NEW YORK (AP) — The price of oil rose above $105 a barrel Friday as positive economic news from China outweighed expectations that the U.S. Federal Reserve would soon start withdrawing its bond-buying program.
Benchmark crude for September delivery was up $1.84 to $105.25 per barrel in morning trading on the New York Mercantile Exchange. Oil fell $3.54 a barrel over the first four days of the week.
Meanwhile, U.S. drivers are paying a nickel less on average at the gas pump than they were a week ago. The national average for a gallon of gasoline fell a penny overnight to $3.58. That's the lowest average price since July 13.

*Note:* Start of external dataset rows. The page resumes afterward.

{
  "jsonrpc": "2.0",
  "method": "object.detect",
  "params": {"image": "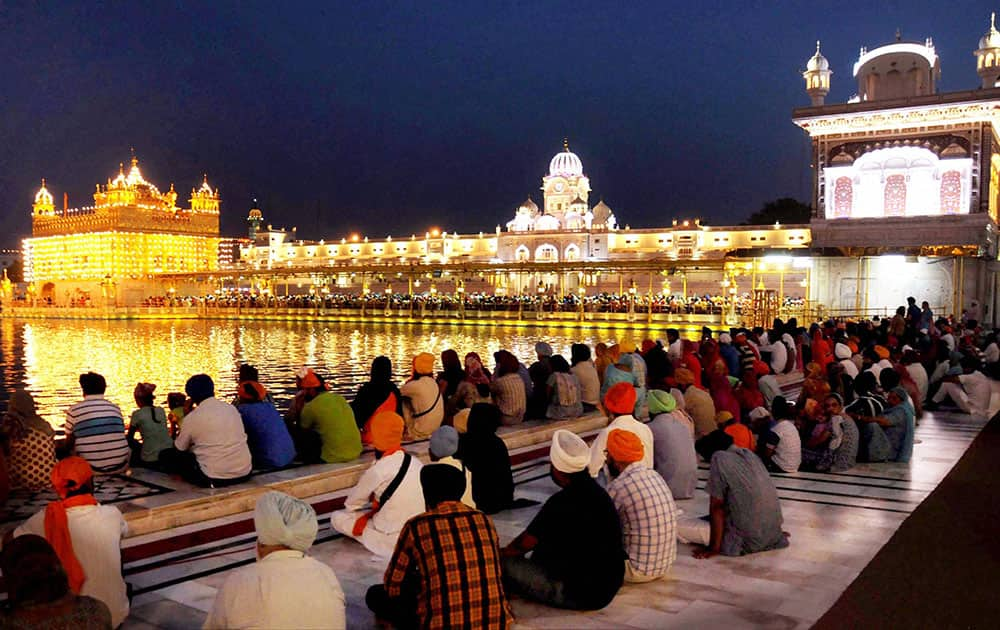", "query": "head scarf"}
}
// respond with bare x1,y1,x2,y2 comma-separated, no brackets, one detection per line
429,426,460,458
254,491,318,552
370,356,393,384
421,463,467,508
441,349,462,371
295,366,322,389
4,390,54,438
709,373,741,420
603,382,637,415
674,368,695,386
413,352,435,376
607,429,644,465
534,342,554,357
753,360,771,377
238,380,267,402
134,382,156,402
719,332,733,344
550,429,589,473
495,350,520,376
619,339,637,354
185,374,215,403
647,389,677,415
464,355,490,385
834,343,852,360
748,407,771,421
370,411,404,453
44,457,97,593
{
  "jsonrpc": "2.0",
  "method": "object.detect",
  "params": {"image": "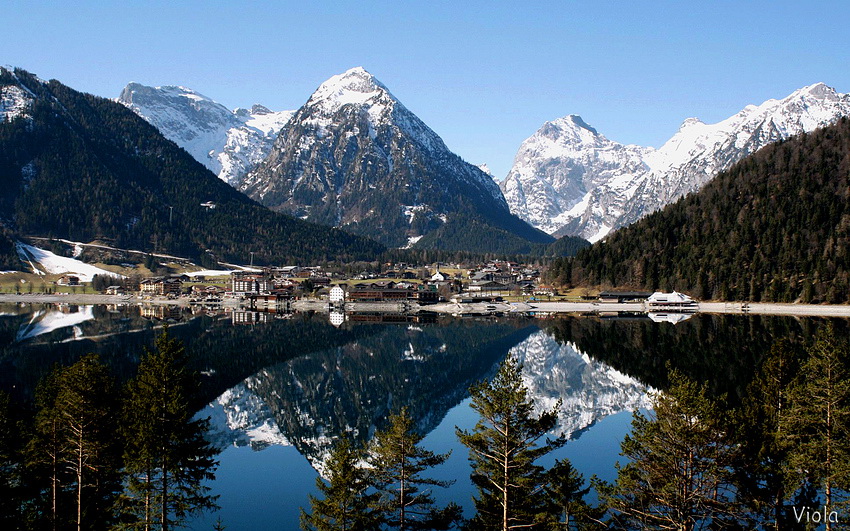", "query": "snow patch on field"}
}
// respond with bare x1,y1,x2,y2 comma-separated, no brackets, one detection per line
16,243,124,282
185,269,236,277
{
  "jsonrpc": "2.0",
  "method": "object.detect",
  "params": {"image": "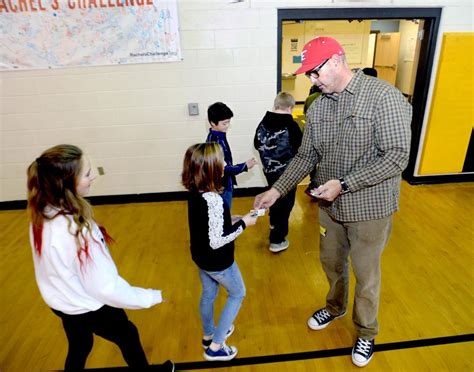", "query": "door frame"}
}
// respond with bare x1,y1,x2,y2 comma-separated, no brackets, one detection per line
277,8,471,184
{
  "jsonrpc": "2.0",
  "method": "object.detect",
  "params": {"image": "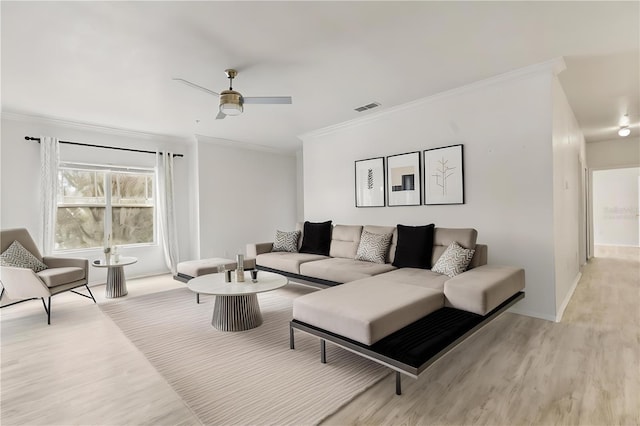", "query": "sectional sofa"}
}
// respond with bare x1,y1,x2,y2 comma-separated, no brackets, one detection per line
248,221,525,394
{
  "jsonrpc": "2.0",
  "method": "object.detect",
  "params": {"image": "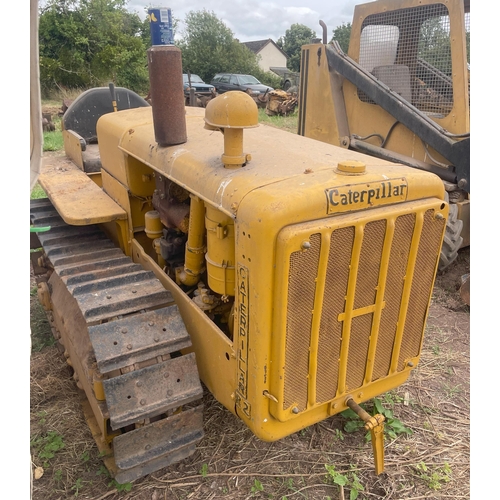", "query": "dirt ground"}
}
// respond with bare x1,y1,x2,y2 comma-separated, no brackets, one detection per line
30,216,470,500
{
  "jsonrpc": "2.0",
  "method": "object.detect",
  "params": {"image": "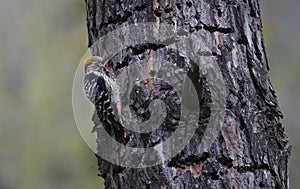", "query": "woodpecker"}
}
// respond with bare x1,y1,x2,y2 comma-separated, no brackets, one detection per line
83,56,124,142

China, the world's No. 2 economy after the United States, reported Friday that July's producer prices — the price of goods as they leave factories — fell less rapidly than a year earlier, a sign that demand may be improving. The official Xinhua News Agency said retail sales grew 13.2 percent in July from a year earlier, slightly down from June. Industrial production grew 9.7 percent, up from June's 8.9 percent and the highest year-on-year growth in five months.
Even with Friday's gain, speculation still overhangs the market that the Fed will start phasing out measures that have kept long-term interest rates at record low levels.
The Fed's policies have sparked investment in riskier assets such as stocks and oil. But comments from Fed officials this week indicate the central bank may be ready to begin reducing its monthly purchases of $85 billion in bonds as soon as September.
"Until some clarity is seen next month with the Fed policy meeting, the market will continue to zig and zag off of latest comments from some of the Fed membership," wrote Jim Ritterbusch, president of energy consultancy Ritterbusch and Associates, in a note to clients.
Brent crude, traded on the ICE Futures exchange in London, rose 59 cents to $107.26 a barrel.
In other energy futures trading on Nymex:
— Heating oil rose 1 cent to $2.96 a gallon.
— Natural gas rose 2 cents to $3.32 per 1,000 cubic feet.
— Wholesale gasoline rose 2 cents to $2.88 a gallon.